According to the New York Times, items that sell well in such auctions are experiential items that cannot typically be bought in the store, including meetings with celebrities, an autographed guitar, and naming rights for characters in a forthcoming novel. 
In one notable example, Musician Eric Clapton sold 100 of his guitars in a charity auction in 1999 and raised $5 million for his substance abuse treatment facility.

In a charity auction the winning payment benefits a cause that is presumably valued by the bidder as well as competing bidders. Thus, the bidder receives a benefit from his own payment – both the item won and the value the donation supports the organization – and other bidders do as well, as their charity is supported. 
Therefore, bidders have two objectives that could be in conflict with one another: to win items that they value but also to support a charitable cause in part by driving up the price. 
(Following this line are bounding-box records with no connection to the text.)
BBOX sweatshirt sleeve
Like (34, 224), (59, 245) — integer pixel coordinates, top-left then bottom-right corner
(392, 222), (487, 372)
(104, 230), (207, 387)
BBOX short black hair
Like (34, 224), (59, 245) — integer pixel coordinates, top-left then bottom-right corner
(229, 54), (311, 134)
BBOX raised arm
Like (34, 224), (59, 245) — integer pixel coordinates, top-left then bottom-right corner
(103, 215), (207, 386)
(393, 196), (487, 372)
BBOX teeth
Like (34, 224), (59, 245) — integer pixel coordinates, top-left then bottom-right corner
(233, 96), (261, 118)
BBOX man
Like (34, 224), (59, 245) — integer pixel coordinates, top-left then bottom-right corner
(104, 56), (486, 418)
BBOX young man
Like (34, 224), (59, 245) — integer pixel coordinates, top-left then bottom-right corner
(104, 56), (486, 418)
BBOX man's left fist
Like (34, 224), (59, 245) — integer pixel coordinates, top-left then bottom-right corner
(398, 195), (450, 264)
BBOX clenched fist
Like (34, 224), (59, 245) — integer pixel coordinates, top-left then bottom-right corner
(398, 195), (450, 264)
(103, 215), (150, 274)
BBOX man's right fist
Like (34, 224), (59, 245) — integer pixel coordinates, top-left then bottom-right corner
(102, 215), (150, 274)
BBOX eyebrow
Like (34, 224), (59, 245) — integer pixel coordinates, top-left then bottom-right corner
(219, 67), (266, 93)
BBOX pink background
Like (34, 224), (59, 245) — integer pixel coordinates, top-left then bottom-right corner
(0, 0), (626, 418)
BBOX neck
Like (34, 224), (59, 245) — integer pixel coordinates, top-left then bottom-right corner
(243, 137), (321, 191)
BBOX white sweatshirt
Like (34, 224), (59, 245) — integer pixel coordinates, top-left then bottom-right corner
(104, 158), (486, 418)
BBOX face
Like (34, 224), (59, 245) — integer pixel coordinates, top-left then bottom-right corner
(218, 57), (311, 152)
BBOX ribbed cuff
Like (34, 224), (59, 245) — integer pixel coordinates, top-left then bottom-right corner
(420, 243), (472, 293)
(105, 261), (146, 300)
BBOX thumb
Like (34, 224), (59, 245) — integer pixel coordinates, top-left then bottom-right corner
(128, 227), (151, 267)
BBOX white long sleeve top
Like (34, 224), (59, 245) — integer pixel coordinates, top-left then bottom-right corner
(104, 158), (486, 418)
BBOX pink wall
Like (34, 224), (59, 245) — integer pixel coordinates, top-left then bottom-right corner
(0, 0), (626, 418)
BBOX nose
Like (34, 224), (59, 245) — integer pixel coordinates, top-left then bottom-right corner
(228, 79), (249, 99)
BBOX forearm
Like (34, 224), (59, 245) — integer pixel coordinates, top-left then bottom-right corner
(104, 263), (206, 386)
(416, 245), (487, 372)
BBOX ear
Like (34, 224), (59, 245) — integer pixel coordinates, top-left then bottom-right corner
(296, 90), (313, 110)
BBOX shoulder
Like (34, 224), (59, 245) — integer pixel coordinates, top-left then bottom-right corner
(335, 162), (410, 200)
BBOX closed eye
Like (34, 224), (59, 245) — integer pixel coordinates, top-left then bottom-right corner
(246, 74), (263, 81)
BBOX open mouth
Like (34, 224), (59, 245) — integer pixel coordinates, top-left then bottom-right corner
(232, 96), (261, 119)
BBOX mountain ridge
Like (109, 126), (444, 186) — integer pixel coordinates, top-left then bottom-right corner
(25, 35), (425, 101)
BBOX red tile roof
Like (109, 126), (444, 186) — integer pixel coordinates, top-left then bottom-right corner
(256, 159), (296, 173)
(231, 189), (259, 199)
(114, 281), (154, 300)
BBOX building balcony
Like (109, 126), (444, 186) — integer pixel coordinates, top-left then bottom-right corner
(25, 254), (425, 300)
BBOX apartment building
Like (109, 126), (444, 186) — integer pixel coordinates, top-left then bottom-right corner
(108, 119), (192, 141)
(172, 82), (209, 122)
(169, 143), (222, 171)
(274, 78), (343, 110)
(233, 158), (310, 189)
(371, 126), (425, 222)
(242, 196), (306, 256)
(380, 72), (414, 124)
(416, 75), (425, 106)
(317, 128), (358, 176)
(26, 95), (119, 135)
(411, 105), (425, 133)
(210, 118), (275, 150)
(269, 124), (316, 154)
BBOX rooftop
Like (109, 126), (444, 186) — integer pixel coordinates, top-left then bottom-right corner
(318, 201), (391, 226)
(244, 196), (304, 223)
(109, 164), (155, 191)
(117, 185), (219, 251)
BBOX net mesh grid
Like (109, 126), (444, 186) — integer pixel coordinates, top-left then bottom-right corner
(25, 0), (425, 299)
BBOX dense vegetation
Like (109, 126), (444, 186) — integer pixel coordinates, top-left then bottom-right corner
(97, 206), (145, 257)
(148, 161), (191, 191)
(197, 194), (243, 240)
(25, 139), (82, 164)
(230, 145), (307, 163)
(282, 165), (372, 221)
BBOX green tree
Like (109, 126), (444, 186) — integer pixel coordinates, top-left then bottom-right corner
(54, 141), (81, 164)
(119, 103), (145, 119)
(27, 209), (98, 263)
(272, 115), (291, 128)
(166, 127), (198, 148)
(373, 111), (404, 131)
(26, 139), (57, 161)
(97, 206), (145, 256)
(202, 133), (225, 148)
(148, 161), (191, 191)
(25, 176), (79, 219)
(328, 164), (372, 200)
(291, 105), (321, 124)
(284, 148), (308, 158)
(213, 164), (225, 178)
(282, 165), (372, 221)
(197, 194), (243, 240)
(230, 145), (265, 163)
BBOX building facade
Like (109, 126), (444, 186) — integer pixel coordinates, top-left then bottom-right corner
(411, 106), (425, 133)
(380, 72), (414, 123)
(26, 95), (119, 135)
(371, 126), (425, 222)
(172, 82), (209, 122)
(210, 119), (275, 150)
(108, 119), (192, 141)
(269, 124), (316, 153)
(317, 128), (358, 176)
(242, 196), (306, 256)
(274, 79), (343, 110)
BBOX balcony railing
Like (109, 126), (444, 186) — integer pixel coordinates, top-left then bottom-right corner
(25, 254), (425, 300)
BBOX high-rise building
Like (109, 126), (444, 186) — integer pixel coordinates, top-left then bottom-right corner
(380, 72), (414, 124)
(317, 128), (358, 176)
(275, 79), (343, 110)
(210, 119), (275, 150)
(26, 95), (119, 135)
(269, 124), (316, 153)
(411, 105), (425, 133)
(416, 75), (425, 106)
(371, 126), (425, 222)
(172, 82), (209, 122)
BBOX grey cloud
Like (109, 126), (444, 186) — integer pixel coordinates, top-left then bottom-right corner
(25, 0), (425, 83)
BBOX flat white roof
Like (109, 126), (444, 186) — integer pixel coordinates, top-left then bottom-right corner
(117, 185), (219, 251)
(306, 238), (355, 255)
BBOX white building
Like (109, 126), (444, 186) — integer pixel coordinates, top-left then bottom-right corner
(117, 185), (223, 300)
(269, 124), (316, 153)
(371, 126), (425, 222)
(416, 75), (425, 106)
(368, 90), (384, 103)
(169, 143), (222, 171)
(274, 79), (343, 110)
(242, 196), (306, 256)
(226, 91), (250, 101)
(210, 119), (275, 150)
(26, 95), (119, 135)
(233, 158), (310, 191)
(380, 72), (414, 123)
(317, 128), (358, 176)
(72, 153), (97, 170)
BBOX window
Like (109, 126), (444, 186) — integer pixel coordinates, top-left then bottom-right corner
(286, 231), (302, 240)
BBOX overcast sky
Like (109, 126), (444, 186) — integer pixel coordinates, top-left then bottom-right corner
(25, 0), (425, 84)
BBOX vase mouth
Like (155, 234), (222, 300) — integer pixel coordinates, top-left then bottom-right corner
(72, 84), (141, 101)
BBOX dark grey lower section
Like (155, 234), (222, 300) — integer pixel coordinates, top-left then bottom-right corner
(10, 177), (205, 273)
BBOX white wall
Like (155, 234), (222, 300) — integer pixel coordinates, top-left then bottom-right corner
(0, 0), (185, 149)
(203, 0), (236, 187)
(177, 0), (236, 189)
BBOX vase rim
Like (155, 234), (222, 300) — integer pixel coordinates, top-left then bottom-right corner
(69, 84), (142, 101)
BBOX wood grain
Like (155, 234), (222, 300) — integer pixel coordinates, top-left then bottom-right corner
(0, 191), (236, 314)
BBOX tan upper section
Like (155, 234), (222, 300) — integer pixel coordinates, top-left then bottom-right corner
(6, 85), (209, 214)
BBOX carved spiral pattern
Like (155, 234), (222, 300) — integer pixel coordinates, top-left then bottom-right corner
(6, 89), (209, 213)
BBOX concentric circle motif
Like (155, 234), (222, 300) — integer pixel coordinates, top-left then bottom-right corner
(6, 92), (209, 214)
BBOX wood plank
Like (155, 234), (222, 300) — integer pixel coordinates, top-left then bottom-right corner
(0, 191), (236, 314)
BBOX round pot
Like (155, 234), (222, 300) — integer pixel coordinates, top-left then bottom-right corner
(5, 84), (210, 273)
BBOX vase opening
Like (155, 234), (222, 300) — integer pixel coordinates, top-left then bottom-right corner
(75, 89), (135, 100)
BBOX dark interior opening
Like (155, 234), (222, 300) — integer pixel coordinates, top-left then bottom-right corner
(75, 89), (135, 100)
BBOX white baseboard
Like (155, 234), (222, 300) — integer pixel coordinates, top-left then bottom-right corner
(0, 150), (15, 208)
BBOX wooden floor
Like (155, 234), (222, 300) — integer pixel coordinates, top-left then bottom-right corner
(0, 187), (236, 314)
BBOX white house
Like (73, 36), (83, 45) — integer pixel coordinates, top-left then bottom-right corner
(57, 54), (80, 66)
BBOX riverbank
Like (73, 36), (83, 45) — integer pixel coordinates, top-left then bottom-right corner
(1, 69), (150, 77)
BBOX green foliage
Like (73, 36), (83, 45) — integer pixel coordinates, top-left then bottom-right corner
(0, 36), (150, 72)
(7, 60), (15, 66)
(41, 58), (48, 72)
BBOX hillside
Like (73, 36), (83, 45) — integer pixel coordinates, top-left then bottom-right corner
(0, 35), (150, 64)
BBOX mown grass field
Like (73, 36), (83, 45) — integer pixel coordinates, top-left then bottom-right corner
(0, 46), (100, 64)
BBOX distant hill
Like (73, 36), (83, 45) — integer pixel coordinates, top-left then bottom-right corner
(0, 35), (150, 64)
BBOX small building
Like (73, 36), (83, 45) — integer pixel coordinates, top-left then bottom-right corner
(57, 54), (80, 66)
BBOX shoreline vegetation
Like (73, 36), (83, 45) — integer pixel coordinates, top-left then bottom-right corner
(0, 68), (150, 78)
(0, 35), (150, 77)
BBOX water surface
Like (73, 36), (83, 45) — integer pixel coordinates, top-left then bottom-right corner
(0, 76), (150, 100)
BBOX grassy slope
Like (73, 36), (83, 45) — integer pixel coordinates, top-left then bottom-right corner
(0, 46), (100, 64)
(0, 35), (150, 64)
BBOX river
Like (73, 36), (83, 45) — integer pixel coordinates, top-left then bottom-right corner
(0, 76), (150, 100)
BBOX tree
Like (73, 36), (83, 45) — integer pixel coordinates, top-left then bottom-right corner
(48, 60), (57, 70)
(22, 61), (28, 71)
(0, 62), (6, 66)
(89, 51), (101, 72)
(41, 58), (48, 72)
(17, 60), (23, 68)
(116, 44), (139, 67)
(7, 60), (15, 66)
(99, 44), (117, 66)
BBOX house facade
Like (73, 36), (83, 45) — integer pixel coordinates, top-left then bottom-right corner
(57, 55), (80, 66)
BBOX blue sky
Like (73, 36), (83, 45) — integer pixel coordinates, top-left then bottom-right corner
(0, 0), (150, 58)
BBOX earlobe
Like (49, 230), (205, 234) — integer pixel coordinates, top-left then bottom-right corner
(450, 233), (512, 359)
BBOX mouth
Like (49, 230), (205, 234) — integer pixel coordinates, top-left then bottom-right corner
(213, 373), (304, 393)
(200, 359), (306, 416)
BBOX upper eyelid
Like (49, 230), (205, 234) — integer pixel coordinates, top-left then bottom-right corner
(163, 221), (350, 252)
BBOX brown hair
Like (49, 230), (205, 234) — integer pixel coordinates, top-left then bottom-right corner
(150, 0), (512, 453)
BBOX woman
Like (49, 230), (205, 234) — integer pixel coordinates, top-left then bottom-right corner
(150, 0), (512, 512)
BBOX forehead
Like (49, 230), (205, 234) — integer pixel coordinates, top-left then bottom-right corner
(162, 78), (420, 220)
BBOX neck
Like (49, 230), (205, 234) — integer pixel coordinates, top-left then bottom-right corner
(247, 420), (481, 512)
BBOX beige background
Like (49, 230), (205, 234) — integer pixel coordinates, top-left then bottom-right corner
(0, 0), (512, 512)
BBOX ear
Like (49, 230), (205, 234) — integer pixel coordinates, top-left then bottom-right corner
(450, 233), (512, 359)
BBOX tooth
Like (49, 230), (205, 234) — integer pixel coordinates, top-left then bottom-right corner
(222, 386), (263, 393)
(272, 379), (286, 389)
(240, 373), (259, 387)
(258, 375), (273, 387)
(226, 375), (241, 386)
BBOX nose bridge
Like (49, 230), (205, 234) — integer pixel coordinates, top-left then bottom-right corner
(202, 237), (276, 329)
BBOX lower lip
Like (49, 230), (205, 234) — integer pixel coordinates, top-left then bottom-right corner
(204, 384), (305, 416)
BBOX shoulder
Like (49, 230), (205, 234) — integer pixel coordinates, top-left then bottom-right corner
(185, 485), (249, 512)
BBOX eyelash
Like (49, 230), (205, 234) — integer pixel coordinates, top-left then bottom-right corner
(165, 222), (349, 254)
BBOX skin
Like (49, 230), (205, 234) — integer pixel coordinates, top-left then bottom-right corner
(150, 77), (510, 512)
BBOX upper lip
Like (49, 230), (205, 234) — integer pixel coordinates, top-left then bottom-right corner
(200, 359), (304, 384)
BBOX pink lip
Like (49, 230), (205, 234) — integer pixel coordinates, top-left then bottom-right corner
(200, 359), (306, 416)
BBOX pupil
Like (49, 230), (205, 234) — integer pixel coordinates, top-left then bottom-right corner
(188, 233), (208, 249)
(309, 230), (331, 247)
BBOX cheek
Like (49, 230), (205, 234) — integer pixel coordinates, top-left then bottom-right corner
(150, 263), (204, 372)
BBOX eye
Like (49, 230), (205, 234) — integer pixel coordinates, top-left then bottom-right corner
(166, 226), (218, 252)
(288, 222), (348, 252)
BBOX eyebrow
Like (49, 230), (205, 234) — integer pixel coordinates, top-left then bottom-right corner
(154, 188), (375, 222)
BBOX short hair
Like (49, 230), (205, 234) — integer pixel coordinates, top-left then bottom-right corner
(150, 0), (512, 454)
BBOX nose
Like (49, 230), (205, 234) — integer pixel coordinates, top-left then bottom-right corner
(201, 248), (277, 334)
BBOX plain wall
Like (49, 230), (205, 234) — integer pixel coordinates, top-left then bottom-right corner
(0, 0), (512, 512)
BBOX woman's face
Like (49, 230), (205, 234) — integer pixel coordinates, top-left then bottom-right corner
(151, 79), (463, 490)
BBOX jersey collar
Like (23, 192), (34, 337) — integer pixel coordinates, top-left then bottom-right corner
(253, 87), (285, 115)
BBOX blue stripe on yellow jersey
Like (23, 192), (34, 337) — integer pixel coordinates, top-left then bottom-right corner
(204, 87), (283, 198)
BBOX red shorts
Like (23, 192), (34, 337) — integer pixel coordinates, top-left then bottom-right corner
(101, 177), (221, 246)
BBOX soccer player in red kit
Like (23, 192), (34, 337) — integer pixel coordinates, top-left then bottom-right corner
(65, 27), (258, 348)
This makes the charity auction a public good, and that means that bidders may be incentivized to lose. This introduces a free-rider problem. If the free-rider problem dominates, then bids and consequently auction revenues would be depressed.
On the other hand, bids could rise because they are subsidized by charitable sentiment
Theoretical work has investigated the properties of different formats of charity auctions under the assumption that bidders care about the charity's revenue. The general result is that private benefits from charitable giving can translate into a “charity premium,” an increase I auction revenue resulting from charitable donations.

In particular, altruism could play a role, and this altruism could very much depend on the proportion of the proceeds that is donated to charity.